1) I will try to consume less financial news media. A steady diet of CNBC, BNN, WSJ, FT, FP, G&M and lots of unhealthy blogs has left me bloated and sluggish. I will try to remember that the scary daily headlines and ramblings of those who don’t know any more than me are just noise that distracts my focus. I will continue to exercise my judgment and base my decisions on fundamental data, not speculation.
2) I will not mimic any index or benchmark. The S&P/TSX index continues to be a poor measuring stick. With close to 80% of the index allocated to three sectors, energy, materials and financials, the index is fraught with high risk.
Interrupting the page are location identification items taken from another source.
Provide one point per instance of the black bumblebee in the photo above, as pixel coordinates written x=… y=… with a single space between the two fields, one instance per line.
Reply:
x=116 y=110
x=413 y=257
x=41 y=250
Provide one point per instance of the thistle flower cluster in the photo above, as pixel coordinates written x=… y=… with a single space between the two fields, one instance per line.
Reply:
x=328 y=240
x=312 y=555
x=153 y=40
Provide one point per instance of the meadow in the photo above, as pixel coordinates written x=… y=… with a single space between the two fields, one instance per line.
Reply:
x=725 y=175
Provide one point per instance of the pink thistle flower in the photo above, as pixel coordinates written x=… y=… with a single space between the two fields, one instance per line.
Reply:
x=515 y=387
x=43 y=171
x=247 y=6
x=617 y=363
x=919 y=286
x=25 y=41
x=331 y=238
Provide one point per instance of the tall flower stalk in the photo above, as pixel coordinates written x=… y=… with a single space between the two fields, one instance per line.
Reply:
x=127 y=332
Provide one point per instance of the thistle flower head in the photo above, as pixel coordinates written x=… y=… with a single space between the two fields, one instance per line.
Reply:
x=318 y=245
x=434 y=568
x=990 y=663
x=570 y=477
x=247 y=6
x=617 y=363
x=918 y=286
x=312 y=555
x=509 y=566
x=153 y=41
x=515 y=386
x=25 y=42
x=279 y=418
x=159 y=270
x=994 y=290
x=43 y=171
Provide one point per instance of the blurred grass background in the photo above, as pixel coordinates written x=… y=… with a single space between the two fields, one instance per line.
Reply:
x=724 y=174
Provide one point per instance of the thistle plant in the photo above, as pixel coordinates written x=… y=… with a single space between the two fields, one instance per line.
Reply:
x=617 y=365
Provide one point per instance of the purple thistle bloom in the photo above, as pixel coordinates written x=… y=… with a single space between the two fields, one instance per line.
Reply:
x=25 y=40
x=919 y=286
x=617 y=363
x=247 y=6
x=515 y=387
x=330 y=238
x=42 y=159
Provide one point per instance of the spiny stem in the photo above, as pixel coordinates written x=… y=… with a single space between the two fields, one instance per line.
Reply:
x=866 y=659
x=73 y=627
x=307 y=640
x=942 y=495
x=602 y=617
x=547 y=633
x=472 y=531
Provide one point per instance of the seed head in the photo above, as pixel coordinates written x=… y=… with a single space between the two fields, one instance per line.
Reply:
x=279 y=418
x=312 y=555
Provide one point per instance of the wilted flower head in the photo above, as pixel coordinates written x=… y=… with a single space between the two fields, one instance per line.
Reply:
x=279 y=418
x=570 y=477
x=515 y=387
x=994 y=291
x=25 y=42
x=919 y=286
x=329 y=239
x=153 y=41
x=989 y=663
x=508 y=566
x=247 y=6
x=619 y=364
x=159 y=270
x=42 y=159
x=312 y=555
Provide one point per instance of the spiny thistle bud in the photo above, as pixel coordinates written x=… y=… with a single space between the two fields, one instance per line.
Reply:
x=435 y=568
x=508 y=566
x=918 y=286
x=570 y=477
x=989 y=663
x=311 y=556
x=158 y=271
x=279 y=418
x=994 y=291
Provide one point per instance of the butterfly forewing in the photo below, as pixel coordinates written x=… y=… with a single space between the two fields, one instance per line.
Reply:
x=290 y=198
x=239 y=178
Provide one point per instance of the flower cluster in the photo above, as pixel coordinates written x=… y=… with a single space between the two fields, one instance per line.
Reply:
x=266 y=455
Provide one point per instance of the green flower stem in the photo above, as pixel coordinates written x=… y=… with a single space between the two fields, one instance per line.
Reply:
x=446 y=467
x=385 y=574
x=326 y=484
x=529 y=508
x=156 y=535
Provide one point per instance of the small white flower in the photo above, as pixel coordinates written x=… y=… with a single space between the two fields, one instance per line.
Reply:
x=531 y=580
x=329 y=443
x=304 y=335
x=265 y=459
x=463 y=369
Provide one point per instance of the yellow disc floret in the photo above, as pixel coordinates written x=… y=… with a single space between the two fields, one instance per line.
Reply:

I will diversify my client’s assets and limit their exposure to any one sector or any one company.
3) I will remember that companies that pay dividends will be the cornerstone of my client’s portfolios. I will not forget that companies that have a history of raising dividends offer me the best source of insider information. A company that raises its dividend, signals to investors its confidence for the coming year.
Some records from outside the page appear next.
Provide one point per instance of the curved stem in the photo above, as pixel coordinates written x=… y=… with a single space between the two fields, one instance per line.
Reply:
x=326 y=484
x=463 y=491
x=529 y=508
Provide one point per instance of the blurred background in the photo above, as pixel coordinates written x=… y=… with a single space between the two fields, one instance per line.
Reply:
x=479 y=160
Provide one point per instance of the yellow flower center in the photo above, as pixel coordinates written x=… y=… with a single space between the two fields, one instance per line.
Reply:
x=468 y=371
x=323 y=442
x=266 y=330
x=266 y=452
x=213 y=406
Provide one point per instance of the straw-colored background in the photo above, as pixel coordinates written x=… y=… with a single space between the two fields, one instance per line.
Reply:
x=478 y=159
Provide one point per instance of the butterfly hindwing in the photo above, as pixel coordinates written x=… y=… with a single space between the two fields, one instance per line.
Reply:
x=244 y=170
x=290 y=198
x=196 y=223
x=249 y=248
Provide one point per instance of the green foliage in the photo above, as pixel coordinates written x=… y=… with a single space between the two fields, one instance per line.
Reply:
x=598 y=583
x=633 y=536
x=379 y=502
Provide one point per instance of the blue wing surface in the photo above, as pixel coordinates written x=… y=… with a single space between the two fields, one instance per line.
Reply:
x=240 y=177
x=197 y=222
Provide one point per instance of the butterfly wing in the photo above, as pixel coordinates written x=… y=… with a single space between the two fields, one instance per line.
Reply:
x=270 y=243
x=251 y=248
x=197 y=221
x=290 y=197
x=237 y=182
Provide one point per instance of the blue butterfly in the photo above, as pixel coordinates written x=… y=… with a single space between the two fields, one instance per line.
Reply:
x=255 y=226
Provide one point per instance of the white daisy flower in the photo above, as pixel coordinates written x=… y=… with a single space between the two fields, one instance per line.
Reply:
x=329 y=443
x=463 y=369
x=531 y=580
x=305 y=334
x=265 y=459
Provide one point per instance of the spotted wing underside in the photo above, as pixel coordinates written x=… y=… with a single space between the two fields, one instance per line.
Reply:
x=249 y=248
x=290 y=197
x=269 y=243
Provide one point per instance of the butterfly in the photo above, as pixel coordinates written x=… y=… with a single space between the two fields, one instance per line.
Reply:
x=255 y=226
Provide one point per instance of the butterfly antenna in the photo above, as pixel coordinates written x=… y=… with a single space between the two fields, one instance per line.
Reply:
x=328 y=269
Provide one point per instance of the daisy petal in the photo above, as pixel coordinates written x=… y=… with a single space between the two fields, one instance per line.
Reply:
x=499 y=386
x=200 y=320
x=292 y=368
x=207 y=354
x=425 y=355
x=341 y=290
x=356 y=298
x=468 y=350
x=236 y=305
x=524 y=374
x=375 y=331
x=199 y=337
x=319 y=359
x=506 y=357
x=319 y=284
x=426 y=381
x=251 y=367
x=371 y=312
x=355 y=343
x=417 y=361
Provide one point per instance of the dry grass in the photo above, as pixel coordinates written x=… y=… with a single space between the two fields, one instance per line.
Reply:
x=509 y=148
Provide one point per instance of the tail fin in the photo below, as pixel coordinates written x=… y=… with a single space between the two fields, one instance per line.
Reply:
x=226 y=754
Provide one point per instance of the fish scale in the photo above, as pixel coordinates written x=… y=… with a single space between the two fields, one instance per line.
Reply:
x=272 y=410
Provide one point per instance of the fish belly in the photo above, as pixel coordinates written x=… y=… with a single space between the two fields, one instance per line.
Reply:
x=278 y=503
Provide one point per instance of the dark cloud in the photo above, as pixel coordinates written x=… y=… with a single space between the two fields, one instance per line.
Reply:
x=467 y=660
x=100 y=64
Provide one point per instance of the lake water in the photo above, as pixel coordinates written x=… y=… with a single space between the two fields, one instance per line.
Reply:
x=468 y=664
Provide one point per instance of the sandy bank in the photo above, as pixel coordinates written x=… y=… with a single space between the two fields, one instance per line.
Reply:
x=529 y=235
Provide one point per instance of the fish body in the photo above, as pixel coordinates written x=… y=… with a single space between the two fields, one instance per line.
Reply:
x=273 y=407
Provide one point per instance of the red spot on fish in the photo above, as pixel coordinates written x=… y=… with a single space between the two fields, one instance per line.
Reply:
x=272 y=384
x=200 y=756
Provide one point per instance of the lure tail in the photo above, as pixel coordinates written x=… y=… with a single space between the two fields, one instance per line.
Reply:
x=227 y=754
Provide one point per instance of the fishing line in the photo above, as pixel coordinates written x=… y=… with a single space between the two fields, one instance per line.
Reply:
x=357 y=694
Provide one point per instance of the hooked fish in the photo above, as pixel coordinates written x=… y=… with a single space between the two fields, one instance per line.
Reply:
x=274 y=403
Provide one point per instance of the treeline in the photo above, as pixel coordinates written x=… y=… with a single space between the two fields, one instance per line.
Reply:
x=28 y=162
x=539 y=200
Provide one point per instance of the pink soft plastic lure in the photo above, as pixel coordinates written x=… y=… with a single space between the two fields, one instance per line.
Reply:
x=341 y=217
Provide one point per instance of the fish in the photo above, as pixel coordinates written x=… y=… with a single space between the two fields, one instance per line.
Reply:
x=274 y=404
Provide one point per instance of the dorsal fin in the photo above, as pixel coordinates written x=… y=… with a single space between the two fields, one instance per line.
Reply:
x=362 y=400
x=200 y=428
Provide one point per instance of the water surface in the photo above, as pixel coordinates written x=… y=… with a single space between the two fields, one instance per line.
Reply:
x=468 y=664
4) I will resist the urge to market time. I will not forget that most of the year’s profits only come from a few trading days and since I don’t know when the next big up days is, I will have to sit tight. My decision to buy or sell a stock will not be based on whether the market is going down or up. My decision will be based on valuation.
5) I will not forget that I am a long-term value investor. Sometimes value and price can get disconnected and stay that way for an extended period of time. I will continue to remember that my best investment decisions are made when values are the cheapest.
6) Finally, I will resist the temptation of group-think. I will continue to challenge my assumptions daily and surround myself with colleagues and clients who can do the same.